Öğrencilik yıllarımdı. Sanki çok
uzun zaman geçmiş gibi bir yandan da dün gibi aklımda her ay anne
kokusunu özleyip sıkça yaptığım yolculuklar. İlk zamanlarda
alışamadım o uzun yola. Dokuz saat sürüyordu . Dokuz saat git 3
gün sonra dokuz saat geri dön. Uyumak isterken bir yandan da
içinden ya da kıyısından geçtiğim şehirlerin, limanların
ışıkları beni cezbediyor meraktan uyku iyice uzaklaşıyordu
benden. Küçük bir kitap okuma lambam vardı hatta ilk görüp
aldığımda çok şaşırıp sevinmiştim. Biraz da oyuncağa
benziyordu renkleri,şekli sanırım biraz da bu yüzden çok sevdim
onu. Artık yolculuklarımda insanları rahatsız etmeden kitap
okuyabilecektim ya da yazabilecektim.. Tabii babamın bana aldığı
ki o zamanlar oldukça pahalı olan cd çalardaki müziklerimin
eşliğinde. Bir süre sonra zevkli olmaya başladı yolculuklar.

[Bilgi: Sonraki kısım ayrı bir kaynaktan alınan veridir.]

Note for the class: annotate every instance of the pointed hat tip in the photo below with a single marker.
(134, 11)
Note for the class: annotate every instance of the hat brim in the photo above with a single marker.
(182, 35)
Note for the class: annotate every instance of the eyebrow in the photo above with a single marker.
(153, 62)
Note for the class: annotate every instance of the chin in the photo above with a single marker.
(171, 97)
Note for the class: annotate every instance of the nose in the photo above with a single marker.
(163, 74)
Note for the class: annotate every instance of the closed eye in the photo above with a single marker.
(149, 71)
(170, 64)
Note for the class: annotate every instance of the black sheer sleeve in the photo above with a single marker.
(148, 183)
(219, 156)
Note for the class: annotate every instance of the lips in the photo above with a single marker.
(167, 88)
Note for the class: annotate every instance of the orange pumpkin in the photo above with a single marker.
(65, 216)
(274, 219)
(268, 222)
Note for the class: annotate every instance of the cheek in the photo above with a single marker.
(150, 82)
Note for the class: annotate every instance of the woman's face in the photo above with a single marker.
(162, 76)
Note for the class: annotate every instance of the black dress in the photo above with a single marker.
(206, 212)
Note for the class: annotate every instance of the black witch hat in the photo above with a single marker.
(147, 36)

Biraz veda gözyaşları, biraz kitap, biraz müzik, biraz yol
,bazen kötü havalarda tedirginlik ama yine de keyifliydi.
Saat sabaha karşı dört civarında
İzmit'de oluyorduk doğu izmit batı izmit adapazarı hepsi içiçe
neresi nerde anlayamamıştım. Ama o saatlerde limanda hala çalışan
insanlardan, büyük gemilerden oldukça etkilenmiştim ve uyuklasam
da kurulu saat gibi zınk diye gözlerimi açardım ordan geçerken
öyle bir şartlanma.
Sağda liman, solda bir sürü küçüklü
büyüklü çarpık sıralanmış evler ve ne hikmetse o saatlerde
normal şartlarda uyuması gereken onca evin ışıkları hep
yanıyordu. O evlerde yaşayan insanları hayal etmeye çalışırdım.
En çok gözümün önüne gelen de üzerinde pijamaları eşine el
kol hareketleriyle bağıran, saçı öylesine tutturulmuş ve basit
bir şekilde sarıya boyanmış yağlı saçları olan kadının
tartışmanın sonunda yediği tokattan sonraki gözyaşları.

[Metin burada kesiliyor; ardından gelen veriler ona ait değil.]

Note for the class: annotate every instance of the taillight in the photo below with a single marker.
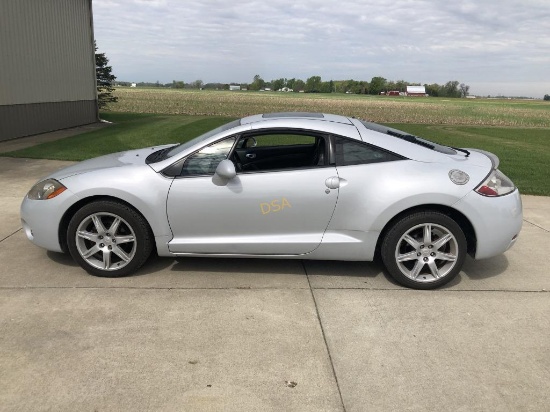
(497, 184)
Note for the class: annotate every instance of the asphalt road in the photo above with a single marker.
(268, 335)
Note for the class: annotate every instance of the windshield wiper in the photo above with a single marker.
(461, 150)
(411, 138)
(157, 156)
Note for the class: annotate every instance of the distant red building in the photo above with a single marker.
(416, 91)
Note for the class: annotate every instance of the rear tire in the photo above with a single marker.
(109, 239)
(424, 250)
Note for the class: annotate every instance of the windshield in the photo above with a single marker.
(180, 148)
(409, 137)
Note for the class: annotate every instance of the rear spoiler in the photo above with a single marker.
(494, 159)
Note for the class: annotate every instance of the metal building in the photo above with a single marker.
(47, 66)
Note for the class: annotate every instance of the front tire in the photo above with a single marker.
(109, 239)
(424, 250)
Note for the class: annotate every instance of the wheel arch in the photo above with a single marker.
(454, 214)
(70, 212)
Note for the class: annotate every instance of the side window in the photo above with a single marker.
(279, 150)
(205, 161)
(350, 152)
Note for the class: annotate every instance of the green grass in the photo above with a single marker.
(524, 152)
(129, 131)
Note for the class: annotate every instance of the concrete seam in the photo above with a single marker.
(324, 338)
(270, 288)
(534, 224)
(18, 230)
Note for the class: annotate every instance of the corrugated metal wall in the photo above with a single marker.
(46, 57)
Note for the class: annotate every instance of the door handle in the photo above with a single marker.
(333, 182)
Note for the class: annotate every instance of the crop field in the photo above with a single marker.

Hep düşündüm kim bilir kaç kişi
mışıl mışıl uyuyor,kim bilir kaçı içkiden sigaradan gözleri
kanlı ağlıyor,kim bilir kaç kişi dayak yiyor kim bilir kaç kişi
delice sevişiyor ve kim bilir kaç kişi son nefesini veriyor?
Sonra uykuya dalıyorum yeniden bunları
düşünürken huzursuz. Sesleri duyuyo gibiyim şöförün dinlediği
trt fm . Birkaç saat daha geçiyor ve Ankara'da ilk gün ışığı
yorgun gözlerimin içini yakarak selamlıyor bizi. Zorla açtığım
gözlerim yanıyor ve otobüsün klimasından kurumuş boğazımı
ıslatmak için aç karnıma suyu boşaltıyorum ve biraz da yüzüme
sürüyorum.
Sabah 06.30 yolculuk bitti. Düşlerimden
sıyrılıp gerçek dünyama geri dönüyorum.